C’est en ouvrant le champ de vision sur l’infiniment grand et l’infiniment petit avec l’être humain au milieu, qu’elle s’intéresse à l’immensité de quelque chose en nous et par-delà nous. Voyant un rapport entre les matières organiques, subtiles, et l’immatérialité de nos pensées, elle part du pouvoir de projection de la psyché pour aller dans l’architecture du corps et celle du cerveau, ainsi elle côtoie le concept d’environnement, puis la nature en évolution. Cela l’amène à traiter la représentation et la perception de l’être, et le sens qu’il prend à travers la vie. _"Nous mangeons les horizons avec nos yeux. Entre ciel et terre, les entrailles humaines ou celles plus belles d’une fleur sont habitées par le même univers."_ Alors, animée par l’expression intérieure, le Divin et l'idée d’être guidé, elle a une curiosité existentielle pour la notion d’humanité et de semblant d’humanité. Ce qui la conduit à associer la peinture classique, expressionniste et surréaliste, avec le cinéma et la littérature de science-fiction, et de réalisme magique, pour explorer l’imaginaire, l’étrangeté de la psychologie, et les transformations corporelles. Célia porte un intérêt pour les sujets de la viscéralité, de la traversée, de l’espace et du ciel. Ainsi, en étudiant entre autres les écorchés, les organisations parfaites du vivant et les architectures d’églises, elle compose plastiquement des formes archétypales comme celles des portes et des ouvertures, de la circularité et de la spirale, ou encore celles des voûtes et du firmament.

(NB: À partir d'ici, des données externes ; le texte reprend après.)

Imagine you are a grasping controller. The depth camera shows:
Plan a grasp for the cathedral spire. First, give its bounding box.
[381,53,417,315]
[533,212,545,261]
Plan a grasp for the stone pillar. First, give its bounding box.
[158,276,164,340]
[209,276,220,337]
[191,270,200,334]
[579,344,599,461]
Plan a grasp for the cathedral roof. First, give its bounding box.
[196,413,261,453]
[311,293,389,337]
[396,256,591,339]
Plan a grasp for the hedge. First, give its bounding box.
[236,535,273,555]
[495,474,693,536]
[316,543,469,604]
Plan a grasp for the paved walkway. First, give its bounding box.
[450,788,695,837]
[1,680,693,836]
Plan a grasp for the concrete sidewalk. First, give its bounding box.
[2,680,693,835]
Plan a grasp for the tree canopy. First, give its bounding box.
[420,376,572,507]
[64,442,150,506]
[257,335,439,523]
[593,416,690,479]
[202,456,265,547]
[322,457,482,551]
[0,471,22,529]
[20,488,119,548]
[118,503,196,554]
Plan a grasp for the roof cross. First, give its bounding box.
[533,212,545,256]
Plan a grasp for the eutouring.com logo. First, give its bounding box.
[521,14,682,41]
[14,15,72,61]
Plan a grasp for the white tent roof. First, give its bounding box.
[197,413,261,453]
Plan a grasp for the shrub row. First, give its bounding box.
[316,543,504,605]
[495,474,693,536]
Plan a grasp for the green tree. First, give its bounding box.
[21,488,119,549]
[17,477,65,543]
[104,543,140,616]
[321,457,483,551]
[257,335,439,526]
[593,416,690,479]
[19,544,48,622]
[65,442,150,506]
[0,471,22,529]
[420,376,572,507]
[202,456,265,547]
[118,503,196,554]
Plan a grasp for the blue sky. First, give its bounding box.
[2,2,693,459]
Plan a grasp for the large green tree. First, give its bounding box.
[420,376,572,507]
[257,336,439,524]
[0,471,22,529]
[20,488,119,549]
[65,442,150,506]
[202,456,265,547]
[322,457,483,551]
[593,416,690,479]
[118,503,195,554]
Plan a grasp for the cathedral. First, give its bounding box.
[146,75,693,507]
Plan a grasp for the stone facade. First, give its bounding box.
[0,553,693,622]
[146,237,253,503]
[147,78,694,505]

Elle travaille par dilution, dégradé et prolongement de la peinture à l’huile ou acrylique, des mines graphite et des crayons de couleurs, puis par agencement d’impressions et de ses propres productions découpées. Les éléments que Célia crée et manipule sont liés entre eux par des rapports intuitifs, d’idées ou de mécaniques gestuelles. En travaillant l’amplitude des formes et l’essence des images, elle produit des analogies visuelles qui se déploient, se transforment. C’est comme dans les dimensions du rêve, les informations se répondent et s’agencent pour une vérité, qu’on sait là, mais que nous ne saisissons pas encore entièrement. Aussi, elle a le souci de travailler des compositions harmonique, en cherchant l’équilibre souvent par complémentarité avec ce que dégagent les formes, les couleurs et les mouvements. De même, elle utilise avec les grands formats les proportions de sa personne pour choisir la taille des formes à représenter, et ainsi induire une sorte d'effet miroir pour celui qui se trouve devant le travail accroché.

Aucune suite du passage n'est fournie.